A Feature-Fused Convolutional Neural Network for Emotion Recognition From Multichannel EEG Signals

Automatic emotion recognition based on multichannel electroencephalogram (EEG) data is a fundamental but challenging problem. Some previous researches ignore the correlation information of brain activity among the inter-channel and inter-frequency bands, which may provide potential information related to emotional states. In this work, we propose a 3-D feature construction method based on spatial-spectral information. First, power values per channel are arranged into a 2-D spatial feature representation according to the position of electrodes. Then, features from different frequency bands are arranged into a 3-D integration feature tensor to capture their complementary information. Simultaneously, we propose a novel framework based on feature fusion modules and dilated bottleneck-based convolutional neural networks (DBCN) which builds a more discriminative model to process the 3-D features for EEG emotion recognition.

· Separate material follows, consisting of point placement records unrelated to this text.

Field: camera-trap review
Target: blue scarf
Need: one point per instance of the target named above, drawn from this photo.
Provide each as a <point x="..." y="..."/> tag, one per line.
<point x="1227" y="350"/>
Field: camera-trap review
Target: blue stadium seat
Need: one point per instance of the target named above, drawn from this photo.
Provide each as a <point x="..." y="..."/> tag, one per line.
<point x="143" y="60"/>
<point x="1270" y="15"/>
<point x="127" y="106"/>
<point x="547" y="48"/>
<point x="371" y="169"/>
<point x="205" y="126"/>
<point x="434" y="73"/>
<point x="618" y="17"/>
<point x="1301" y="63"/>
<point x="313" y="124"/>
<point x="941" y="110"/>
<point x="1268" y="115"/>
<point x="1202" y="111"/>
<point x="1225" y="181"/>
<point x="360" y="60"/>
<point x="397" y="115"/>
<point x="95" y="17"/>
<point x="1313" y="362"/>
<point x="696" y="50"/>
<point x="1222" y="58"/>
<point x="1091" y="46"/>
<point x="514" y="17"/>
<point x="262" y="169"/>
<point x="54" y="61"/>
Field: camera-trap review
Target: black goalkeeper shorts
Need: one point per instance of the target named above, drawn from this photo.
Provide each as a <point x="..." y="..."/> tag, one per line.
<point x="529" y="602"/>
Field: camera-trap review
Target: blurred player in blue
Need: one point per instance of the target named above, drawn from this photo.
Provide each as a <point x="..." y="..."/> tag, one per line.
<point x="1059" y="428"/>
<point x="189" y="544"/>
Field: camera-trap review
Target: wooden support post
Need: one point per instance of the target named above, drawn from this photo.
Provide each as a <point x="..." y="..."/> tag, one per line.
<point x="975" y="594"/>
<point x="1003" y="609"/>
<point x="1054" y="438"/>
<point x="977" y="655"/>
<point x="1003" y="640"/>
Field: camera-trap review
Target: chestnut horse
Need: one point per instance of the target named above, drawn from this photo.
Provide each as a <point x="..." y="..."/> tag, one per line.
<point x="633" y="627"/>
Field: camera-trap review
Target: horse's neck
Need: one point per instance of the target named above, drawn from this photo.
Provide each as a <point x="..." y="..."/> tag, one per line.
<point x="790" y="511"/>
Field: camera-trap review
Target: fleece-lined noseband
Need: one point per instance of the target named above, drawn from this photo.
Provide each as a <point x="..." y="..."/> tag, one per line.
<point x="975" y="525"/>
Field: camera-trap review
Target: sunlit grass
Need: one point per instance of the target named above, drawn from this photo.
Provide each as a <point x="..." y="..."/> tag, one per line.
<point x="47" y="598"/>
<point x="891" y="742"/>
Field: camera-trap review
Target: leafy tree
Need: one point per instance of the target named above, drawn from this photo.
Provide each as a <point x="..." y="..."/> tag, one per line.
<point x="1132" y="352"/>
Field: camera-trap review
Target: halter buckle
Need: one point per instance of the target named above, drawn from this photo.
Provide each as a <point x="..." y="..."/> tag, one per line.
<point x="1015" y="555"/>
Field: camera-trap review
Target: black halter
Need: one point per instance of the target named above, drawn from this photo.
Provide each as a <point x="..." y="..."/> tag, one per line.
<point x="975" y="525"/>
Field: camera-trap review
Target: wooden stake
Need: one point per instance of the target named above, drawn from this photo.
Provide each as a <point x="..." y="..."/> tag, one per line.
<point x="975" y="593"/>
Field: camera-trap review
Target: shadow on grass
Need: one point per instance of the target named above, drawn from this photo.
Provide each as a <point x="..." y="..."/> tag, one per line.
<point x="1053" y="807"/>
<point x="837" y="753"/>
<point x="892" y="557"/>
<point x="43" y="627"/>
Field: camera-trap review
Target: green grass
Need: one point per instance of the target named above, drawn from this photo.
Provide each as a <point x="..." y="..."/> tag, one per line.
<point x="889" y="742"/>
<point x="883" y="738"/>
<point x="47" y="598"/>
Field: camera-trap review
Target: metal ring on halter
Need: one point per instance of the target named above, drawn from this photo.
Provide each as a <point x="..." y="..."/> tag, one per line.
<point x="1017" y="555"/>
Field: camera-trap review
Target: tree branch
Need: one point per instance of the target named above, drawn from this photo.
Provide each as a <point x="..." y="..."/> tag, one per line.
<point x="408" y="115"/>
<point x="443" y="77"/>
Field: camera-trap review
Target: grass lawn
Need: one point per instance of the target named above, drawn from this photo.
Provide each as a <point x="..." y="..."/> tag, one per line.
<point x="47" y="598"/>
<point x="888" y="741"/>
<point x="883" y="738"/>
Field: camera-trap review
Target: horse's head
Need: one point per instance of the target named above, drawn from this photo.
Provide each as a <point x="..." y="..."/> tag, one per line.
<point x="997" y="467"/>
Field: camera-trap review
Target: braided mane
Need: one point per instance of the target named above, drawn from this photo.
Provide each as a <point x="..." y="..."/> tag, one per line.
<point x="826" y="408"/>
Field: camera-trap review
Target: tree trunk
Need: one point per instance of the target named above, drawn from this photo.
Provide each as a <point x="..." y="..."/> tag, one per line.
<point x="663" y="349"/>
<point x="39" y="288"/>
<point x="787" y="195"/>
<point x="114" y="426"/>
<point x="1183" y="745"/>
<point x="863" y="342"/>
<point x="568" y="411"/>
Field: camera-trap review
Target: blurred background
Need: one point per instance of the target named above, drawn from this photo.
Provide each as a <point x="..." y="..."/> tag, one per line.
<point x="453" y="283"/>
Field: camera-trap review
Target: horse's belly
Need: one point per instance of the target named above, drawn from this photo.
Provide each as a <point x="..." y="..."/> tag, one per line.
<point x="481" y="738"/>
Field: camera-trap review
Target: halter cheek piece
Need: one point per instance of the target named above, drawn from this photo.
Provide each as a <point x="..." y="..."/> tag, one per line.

Both participant-dependent and participant-independent protocols are conducted to evaluate the performance of the proposed DBCN on the DEAP benchmark datasets. Mean 2-class classification accuracies of 89.67% / 90.93% (for participant-dependent) and 79.45% / 83.98% (for participant-independent) were respectively achieved for arousal / valence. These results suggest the proposed method based on the integration of spatial and spectral information could be extended to the assessment of mood disorder and human-computer interaction (HCI) applications.